Die ältesten Tapeten haben klare und scharfe Farben; die Farbe
Orange war besonders um 1800 Modesache. Manchmal waren diese auch Imitationen
von Seidentapeten aus den Schlossmilieus. Tapeten wurden in den wichtigsten
Zimmern, in Kammern und Festsälen an die Wand ge-klebt. Falls man
schöne Blumenmalereien in der Küche vorfindet, kann man ziemlich
sicher sein, dass es Tapeten an den Wänden im Herrenhaus gibt.
Die
Tapeten die auf den Höfen in Hälsingland in der Mitte des 19
Jahrhundert an die Wand geklebt wurden waren meisten von höchster
Qualität und mit Handarbeit und mit vielen Farbtönen auf feinem
Papier gedruckt. Viele dieser Tapeten wurden aus Frankreich importiert.
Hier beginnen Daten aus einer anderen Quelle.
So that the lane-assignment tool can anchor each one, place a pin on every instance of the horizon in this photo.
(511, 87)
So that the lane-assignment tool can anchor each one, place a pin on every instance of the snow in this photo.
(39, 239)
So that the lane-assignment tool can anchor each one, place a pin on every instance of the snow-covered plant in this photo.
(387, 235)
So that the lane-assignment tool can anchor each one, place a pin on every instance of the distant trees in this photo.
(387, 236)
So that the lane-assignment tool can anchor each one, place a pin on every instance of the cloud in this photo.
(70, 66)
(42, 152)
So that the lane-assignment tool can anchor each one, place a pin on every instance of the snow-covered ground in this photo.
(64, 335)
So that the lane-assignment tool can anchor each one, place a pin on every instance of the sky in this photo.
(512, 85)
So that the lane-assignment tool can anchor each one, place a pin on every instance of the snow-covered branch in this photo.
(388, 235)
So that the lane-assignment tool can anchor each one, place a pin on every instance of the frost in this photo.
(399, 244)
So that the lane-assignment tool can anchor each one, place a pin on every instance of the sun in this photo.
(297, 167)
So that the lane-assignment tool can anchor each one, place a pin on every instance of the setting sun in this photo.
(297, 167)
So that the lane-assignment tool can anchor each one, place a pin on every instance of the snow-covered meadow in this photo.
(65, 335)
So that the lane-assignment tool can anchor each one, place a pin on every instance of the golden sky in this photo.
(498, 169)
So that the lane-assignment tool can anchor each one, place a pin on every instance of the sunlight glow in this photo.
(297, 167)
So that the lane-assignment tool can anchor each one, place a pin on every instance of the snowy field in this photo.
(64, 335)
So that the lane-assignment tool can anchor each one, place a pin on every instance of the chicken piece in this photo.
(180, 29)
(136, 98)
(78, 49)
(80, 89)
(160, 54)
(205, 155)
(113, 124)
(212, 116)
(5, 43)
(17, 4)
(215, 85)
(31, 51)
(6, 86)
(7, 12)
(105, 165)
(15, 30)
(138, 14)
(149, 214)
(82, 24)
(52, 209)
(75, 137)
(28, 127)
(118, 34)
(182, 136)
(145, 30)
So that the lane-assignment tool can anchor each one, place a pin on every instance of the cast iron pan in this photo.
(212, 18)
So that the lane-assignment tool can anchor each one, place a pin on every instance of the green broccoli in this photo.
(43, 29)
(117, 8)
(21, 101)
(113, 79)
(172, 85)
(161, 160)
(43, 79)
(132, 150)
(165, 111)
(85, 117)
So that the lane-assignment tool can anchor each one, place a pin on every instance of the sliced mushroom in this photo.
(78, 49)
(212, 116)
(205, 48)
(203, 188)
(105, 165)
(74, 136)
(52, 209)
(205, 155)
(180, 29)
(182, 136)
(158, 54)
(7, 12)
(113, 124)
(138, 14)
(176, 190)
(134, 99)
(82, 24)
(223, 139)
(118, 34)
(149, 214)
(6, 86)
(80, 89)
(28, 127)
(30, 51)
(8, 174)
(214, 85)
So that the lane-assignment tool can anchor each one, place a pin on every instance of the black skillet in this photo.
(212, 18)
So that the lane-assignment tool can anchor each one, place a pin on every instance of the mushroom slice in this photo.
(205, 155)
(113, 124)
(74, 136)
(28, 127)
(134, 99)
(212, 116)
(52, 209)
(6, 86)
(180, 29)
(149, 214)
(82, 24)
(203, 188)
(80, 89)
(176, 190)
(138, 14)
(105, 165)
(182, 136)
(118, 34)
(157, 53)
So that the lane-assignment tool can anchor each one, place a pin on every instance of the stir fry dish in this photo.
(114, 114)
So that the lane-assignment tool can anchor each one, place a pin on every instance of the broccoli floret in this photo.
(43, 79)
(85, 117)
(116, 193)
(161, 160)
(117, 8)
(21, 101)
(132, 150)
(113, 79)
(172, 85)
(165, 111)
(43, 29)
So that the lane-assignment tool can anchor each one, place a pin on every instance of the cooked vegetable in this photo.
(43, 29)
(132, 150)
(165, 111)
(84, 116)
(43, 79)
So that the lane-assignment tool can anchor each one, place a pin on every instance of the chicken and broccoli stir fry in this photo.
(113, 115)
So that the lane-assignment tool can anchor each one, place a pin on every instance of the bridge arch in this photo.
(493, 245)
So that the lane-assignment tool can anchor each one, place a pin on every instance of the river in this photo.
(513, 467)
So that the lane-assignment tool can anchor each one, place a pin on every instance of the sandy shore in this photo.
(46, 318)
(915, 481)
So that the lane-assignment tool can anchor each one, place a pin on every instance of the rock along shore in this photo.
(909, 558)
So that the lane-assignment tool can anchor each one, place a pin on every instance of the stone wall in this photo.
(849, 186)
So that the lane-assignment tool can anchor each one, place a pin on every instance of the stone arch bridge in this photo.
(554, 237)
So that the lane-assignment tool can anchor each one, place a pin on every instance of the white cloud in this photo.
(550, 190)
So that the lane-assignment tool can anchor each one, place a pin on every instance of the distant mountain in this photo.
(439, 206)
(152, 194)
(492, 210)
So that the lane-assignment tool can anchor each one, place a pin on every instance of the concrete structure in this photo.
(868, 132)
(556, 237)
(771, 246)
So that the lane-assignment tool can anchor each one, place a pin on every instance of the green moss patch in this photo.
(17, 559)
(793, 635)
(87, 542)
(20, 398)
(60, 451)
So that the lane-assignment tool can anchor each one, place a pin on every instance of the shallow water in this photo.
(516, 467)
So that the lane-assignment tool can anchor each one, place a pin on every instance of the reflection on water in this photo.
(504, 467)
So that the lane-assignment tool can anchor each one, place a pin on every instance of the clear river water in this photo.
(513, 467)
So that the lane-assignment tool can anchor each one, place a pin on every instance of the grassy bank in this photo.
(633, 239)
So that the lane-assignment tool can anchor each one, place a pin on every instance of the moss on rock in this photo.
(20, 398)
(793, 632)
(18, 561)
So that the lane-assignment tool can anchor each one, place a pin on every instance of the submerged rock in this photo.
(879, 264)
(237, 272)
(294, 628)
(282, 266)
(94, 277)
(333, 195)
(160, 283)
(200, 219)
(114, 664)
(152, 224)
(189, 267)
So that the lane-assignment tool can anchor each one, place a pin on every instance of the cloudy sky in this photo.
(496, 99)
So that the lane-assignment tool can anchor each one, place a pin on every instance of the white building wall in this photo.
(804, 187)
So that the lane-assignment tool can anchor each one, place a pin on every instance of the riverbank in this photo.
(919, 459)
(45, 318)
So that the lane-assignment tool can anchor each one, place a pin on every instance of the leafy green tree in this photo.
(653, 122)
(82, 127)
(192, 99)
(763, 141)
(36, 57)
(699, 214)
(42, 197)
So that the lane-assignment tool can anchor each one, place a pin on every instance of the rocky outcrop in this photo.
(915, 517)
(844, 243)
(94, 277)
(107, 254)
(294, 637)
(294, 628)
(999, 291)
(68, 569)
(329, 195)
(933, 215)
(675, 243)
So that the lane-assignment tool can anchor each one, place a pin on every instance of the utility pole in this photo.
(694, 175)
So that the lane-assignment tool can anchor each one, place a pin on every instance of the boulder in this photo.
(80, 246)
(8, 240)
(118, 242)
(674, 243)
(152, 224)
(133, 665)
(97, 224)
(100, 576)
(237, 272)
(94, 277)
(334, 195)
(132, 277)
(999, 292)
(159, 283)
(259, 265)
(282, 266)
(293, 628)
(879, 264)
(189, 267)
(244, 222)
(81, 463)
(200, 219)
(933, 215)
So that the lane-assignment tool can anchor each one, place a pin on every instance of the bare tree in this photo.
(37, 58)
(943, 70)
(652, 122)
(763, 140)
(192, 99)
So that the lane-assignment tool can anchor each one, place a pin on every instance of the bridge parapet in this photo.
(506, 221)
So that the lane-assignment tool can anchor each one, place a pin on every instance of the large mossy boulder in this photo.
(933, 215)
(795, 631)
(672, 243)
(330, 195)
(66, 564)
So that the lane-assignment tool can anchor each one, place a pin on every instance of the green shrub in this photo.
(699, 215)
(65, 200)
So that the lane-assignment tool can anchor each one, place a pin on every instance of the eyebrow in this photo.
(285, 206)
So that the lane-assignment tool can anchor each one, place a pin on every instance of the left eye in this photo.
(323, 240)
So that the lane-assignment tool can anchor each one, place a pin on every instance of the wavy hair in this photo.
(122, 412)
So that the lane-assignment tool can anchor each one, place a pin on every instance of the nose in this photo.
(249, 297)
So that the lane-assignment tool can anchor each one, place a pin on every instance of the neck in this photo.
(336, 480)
Die Muster sind die gleichen wie die in Schlössern und Herrenhöfen,
jedoch mit dem Unterschied, dass die Tapeten auf den Bauernhöfen
besser bewahrt werden. Die Tapeten die man an anderen Orten in Form von
Fragmenten findet, kleben hier unbeschädigt an den Wänden. Der
Tapetenschatz in Hälsingland ist einzigartig in Schweden.